Notons par la même occasion que ce livre riche qui résume l’histoire de l’Afrique et qui donne des grandes orientations pour une bonne compréhension de celle-ci, a été également porté sur les fonts baptismaux par l’écrivaine et journaliste Marthe Bosuandole Bulamatari.

Notons que la modération de cette cérémonie a été assurée par le SG des éditions MIEZI, l’écrivain Djodj Belau, alors que la recension du livre a été faite par la jeune écrivaine et activiste du livre Soraya Odia.
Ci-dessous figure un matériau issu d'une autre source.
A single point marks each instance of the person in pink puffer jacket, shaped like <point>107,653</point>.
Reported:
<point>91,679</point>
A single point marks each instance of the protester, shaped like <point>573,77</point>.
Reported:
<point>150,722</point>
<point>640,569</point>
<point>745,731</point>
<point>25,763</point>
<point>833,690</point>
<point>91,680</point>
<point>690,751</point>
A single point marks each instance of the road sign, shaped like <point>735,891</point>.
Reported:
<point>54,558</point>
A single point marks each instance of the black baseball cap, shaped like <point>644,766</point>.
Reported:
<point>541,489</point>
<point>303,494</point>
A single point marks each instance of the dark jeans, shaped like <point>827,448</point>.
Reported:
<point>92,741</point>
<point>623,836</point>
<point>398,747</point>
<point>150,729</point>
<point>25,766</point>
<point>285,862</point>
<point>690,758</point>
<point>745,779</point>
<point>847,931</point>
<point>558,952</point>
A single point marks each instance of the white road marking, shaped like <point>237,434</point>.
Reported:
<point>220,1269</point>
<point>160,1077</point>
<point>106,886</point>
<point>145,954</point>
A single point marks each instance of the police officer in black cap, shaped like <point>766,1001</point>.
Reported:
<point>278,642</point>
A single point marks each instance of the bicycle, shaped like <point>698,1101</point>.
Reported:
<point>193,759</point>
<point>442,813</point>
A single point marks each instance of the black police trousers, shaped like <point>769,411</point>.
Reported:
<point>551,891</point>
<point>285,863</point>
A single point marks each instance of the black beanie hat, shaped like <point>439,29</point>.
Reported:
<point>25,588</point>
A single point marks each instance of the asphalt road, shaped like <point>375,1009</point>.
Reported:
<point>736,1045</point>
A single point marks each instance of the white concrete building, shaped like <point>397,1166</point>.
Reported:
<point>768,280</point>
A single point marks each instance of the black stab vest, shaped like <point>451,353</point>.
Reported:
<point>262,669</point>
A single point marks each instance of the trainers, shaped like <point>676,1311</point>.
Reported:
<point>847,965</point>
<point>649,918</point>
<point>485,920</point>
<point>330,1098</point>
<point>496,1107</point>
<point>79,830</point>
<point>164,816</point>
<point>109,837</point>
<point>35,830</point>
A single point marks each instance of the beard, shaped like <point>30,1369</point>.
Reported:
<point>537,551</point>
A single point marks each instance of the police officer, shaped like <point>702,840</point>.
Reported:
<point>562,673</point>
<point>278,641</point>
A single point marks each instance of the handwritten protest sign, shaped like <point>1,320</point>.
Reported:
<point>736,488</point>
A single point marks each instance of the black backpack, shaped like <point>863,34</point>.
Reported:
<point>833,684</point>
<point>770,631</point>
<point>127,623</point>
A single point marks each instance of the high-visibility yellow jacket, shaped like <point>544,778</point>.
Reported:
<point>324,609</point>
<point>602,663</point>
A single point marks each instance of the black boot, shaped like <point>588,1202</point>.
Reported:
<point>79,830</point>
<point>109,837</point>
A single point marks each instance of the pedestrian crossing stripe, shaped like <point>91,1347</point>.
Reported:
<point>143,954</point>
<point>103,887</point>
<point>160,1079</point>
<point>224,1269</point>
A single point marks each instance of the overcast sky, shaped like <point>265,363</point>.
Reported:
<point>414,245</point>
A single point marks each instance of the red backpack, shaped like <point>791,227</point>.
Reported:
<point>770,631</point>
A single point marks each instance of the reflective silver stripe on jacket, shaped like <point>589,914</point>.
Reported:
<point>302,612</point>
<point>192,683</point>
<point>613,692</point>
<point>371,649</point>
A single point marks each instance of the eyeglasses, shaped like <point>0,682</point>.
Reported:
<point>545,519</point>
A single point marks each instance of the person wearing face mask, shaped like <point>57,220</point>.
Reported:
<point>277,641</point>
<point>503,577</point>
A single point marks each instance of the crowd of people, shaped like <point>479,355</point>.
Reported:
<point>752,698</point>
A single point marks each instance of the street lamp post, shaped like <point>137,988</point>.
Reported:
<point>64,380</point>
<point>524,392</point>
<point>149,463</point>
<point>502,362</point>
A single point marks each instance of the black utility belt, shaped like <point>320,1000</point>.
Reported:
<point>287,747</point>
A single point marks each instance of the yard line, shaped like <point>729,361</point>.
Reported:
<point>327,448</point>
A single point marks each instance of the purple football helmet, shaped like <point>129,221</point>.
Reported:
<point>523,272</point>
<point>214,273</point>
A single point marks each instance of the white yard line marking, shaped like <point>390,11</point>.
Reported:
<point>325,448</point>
Puis s’en est suivi un riche échange en lingala entre l’auteur et l’assistance.

Rappelons que le livre compte 93 pages et surfe sur les grands thèmes et les grandes lignes de l’histoire africaine précédemment développés par des auteurs comme Cheikh Anta Diop, Molefi Kete Asante ou Ndaywel e Ziem Isidore.

On peut lire cette mention à la quatrième de couvertures et qui est comme une sorte de résumé du livre en question : « Vous avez beaucoup attendu sur l’Afrique. Ce beau livre vous propose de tout oublier et de vous disposer à repartir sur des nouvelles bases».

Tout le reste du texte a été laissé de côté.